Beer Names: Enter the Neural Network.


Saison is a pale ale, usually cloudy gold in color, with fruity, spicy flavors. Adam Barhan/CC BY 2.0.

Naming beers is a tricky business in the age of the microbrew. America has well over 5,000 breweries, and almost every beer name imaginable seems to have been taken. Cities, trees, weather patterns, and critters alike have been thoroughly mined, and brewers are wringing their hands (or, sometimes, getting embroiled in legal battles) in the effort to come up with a novel name for a new recipe.

Enter the neural network. Following a Gizmodo article about the dearth of new beer names, scientist Janelle Shane decided to sic artificial intelligence on this all-important task. And now, Old National Brewing Company, based in Williamston, Michigan, has launched what’s almost certainly the first beer named by a neural network: The Fine Stranger, a New England Double Dry-Hopped Saison.

[…]

The network allowed Shane to dial up or down the creativity. At its lowest setting, the beers were very (appropriately) French:

Saison Du Bear
Saison Du Farmer
Saison De Man
Saison De Mountain
Saison Du Chard
Saison Du Pant
Saison De Life
Saison De La Mort

[…]

But as creativity was dialed up, “the good ones got better and the bad ones got a lot worse,” she wrote. Until, that is, she pushed it up to full-tilt creativity, and the neural network went bonkers. “I stopped,” she wrote. “Perhaps you can understand why.”

Nerlious
Funky Ever
varumper
Saison De Mage
Clushing
Fleur Dull?
Beoobegie Nard
Stutty Rye
Undonchop
Plop Aged
The Sprong
Greenhunke
Mal?

The brewer eventually chose a name from one of the middle tiers, at the same creativity level as “Burcumber Jane Rad” and “Don’t The Mountain.” The Fine Stranger sounds convincingly like a saison—but great beer names for other styles are still up for grabs. Anyone for a tall, frosty Yampy?

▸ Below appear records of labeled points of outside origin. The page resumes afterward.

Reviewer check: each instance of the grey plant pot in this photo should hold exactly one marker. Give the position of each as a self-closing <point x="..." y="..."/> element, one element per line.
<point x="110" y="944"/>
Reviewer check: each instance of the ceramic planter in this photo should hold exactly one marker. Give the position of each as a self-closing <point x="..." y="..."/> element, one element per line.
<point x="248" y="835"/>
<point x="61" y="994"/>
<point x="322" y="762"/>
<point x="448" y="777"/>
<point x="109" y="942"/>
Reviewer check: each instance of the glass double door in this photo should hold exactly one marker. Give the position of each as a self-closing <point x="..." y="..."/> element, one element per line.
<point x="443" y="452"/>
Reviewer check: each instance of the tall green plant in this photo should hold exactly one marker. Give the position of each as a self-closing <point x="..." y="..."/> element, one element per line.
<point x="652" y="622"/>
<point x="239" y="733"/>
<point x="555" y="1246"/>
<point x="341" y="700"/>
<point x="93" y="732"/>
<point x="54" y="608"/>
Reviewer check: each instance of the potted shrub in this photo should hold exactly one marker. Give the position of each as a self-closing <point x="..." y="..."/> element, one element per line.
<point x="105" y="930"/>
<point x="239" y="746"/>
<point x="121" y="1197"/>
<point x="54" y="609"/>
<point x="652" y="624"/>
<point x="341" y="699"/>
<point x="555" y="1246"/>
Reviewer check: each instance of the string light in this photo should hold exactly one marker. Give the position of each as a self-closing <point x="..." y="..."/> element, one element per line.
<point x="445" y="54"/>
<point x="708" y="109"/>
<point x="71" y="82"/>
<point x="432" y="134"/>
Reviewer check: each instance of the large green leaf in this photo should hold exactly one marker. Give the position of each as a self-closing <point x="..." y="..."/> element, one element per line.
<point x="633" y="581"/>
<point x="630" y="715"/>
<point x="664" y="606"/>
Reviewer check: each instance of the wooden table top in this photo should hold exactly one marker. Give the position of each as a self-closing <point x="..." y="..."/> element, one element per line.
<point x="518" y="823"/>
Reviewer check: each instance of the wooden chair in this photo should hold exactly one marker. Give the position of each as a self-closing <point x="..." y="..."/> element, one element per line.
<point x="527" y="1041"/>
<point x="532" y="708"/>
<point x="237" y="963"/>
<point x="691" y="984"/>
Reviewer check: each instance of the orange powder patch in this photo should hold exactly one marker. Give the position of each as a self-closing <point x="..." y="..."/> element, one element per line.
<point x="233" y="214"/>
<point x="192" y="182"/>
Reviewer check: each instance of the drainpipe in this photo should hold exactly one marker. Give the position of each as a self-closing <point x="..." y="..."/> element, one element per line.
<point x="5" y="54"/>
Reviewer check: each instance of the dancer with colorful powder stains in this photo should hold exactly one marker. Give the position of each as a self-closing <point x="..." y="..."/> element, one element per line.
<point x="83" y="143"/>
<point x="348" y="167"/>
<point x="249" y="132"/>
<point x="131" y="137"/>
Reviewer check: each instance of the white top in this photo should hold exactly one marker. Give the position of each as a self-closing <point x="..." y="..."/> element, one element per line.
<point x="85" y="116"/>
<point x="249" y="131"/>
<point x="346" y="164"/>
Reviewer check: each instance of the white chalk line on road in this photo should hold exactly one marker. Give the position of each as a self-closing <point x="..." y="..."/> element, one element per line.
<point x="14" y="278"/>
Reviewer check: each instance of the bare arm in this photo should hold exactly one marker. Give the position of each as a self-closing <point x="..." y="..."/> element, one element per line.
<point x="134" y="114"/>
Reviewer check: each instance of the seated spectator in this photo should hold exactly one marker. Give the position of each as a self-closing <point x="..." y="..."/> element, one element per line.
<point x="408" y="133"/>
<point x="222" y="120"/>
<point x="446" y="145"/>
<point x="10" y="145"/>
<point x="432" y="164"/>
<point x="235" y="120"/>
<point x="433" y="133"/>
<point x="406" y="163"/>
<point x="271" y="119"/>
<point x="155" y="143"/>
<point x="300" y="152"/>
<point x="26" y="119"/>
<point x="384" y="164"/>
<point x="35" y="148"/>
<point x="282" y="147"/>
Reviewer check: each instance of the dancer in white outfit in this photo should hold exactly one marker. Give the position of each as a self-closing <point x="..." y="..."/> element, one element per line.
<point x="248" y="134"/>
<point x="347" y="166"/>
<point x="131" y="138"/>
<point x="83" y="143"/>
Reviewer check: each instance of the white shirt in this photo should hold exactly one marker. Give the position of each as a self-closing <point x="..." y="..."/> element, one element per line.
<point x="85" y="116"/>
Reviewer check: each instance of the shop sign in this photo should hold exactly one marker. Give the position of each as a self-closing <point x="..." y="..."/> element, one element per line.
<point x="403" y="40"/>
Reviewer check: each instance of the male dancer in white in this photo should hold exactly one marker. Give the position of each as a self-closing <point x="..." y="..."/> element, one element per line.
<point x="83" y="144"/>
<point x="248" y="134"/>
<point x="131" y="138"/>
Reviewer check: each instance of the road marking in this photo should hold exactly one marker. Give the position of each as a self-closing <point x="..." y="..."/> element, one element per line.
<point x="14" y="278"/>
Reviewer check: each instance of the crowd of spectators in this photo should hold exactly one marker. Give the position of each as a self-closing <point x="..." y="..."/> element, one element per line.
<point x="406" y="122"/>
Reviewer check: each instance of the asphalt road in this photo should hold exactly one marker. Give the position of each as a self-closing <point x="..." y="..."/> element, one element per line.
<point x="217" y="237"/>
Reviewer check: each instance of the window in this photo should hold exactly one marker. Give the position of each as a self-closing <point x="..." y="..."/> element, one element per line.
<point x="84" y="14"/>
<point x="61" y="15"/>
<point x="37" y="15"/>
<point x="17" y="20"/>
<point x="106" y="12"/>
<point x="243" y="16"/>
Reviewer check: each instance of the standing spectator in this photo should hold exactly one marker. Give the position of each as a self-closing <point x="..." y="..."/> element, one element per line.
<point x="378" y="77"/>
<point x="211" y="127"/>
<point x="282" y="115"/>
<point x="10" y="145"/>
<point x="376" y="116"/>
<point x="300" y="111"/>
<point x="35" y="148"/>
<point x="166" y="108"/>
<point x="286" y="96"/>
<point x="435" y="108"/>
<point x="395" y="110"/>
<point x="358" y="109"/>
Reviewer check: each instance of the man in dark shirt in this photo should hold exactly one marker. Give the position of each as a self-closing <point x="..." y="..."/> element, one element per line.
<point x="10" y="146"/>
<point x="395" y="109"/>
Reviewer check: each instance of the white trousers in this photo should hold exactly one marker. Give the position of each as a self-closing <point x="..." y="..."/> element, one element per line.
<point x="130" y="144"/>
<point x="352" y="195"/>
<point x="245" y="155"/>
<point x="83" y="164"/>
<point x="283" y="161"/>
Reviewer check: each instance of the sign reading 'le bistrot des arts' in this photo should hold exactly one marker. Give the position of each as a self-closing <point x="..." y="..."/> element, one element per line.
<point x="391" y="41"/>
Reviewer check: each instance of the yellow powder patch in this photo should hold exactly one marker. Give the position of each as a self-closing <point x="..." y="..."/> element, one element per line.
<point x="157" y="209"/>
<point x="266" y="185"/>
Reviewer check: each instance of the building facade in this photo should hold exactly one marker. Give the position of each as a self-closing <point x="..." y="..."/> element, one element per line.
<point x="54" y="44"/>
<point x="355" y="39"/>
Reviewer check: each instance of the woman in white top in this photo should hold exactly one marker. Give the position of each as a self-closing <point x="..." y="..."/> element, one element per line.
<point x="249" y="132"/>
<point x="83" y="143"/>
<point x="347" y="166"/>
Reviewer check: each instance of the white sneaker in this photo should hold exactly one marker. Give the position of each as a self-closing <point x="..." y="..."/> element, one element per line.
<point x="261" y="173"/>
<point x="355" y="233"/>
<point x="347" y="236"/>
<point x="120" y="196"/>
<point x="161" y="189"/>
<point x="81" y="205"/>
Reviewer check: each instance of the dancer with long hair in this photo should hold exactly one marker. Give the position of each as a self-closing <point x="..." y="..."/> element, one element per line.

Atlas Obscura has the full story. I think this is a fine idea, for jump-starting stalled imaginations. And ‘Don’t Tell The Mountain’ would be a good name.

Comments

  1. Ice Swimmer says

    I’d like to modify Stutty Rye to “stty cooked rye”.

    Nerlious sounds like something that would be inspired by the brewing traditions of the province of Närke (archaic spelling Nerike).

    Water for the Sprong would have to come from a sprong, the barley grown in a fold and hops with a trollis.

  2. Crip Dyke, Right Reverend Feminist FuckToy of Death & Her Handmaiden says

    I don’t drink beer, but I have to say a lot of these names are appealing to me, including all the following:

    Saison De Mage
    Stutty Rye
    Undonchop
    Plop Aged
    The Sprong
    Greenhunke

    Of course, with the slightest change my favorite by far would be the Slutty Rye.

  3. says

    I hate to ask, but is this “creativity” that has a knob on it? And does this knob go to 11?

    I’m not sure that telling a neural network to be less aggressive about pruning its outputs is equal to “creativity” but then I don’t know what “creativity” is to begin with.

  4. says

    Darn, I think I got the stty error message wrong. It’s been forever and I just went from memory.
    Last time stty crossed my mind it was SunOs 3.1d

  5. says

    I hate to ask, but is this “creativity” that has a knob on it?

    Knobs, dials, whatever. It’s not creativity of any kind, if you ask me. I have no trouble coming up with names, good ones, and unusual. Most people being like Leonard da Quirm though, yeah, this can be useful for jump-starting the imagination. Why anyone would go to such trouble though, I don’t know. You can get just as good results from inputting random stuff into the anagram server.* No need for ‘creativity with knobs on’.

    *Two of my old faves: A Cube God Doth Lollipop and A Belch Ripening Muse. :D

  6. says

    :D I don’t remember what word combination yielded that one, I usually just use a few words I like in particular, such as deliquescent, octopus, rose, monster, and so on.